The first image is of the Barkhor; which is both a square and part of a major
pilgrimage circuit. The photograph is taken from the roof of the Jokhang Temple
the centre of Tibetan Buddhism. In the distance is the Potala the ex residence of
the Dalai Lama and the government of Tibet. The Barkhor is a significant space:
it is the end point for pilgrims to Lhasa, it is the site of protests against Chinese
occupation and where several protestors have been killed, it is under constant
surveillance by security forces and CCTV, it is the focal point for tourists and a
world heritage site, it is where traditional Tibetan Lhasa ends and the new
Chinese city starts.
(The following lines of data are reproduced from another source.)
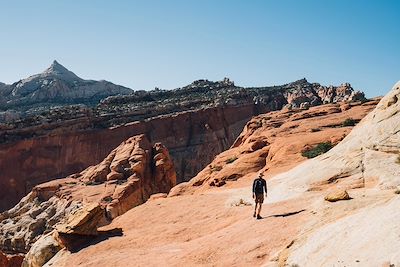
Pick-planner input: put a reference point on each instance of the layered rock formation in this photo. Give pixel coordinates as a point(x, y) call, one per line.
point(124, 179)
point(55, 86)
point(299, 227)
point(275, 141)
point(195, 122)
The photograph represents flows of people, culture and
power, religious practice and faux tourist spectacle, and where the everyday
practice of Tibetan Buddhism can be seen as resistance to occupation.
Aesthetically, I think the photograph woks because of the reflections on the wet
stone, the splashes of colour and the portrayal of people in Lowry style.




3



Outside the Jokhang Temple pilgrims are arriving and praying in front of the
main gate; as they have done for several hundred years. This is a site and a
practice of considerable social, cultural, religious and political importance for the
Tibetans. The Chinese have labelled the site as a ‘world heritage’ and promote it
as tourist spectacle. In the photograph a Chinese tourist captures the scene on a
digital camera. The woman in the centre of the frame is caught as if submitting to
Chinese hegemony, becoming a symbol for the wider social change and political
oppression in the process.




4



This is another photograph within the Barkhor space. Featured is a large incense
burner that marks part of the pilgrimage circuit. I think it has a certain timeless
thquality and could have been taken (in black and white) in the 19 century,
st
although the workers Toshiba jacket places the scene firmly in the 21 century.
The smoke from the burner can be seen both as tradition, ritual activity and
resistance against the attempts at the suppression of Buddhism. On the other hand
it becomes a tourist spectacle to be photographed.


5


A family grouping in the Barkhor: in the middle ground Tibetans can be seen
walking the kora (pilgrimage circuit) in the traditional clockwise manner; the
exception being a Chinese photographer walking in the opposite direction (from
indifference or ignorance?). This space used to be the centre commerce and social
activity in Lhasa, but the control exercised over the area by security forces now
gives it a sterile feel. It is now a managed ‘world heritage site’ which gives it a
new set of myths and meanings. The flags are celebrating 40 years of Tibet being
part of China. They have replaced the traditional prayer flags that usually adorn
religious buildings; making a new space and form of political repression and
contestation.






6



Behind the scenes: a fruit and vegetable stall in a Tibetan residential courtyard
with a Chinese flag imposed on the scene as a statement of political power.




7



In the old quarter and traditional trading area of Lhasa a Tibetan worker carries
his new purchase into the frame of the photograph: a Chinese made DVD. In the
background traditional Tibetan crafts are being sold, a monk and shadows of
other Tibetans are disappearing from the frame. The DVD package suggests the
dominance of new imported glitzy superficial global products and culture at the
expense of solid, traditional craft goods and religious beliefs and practices.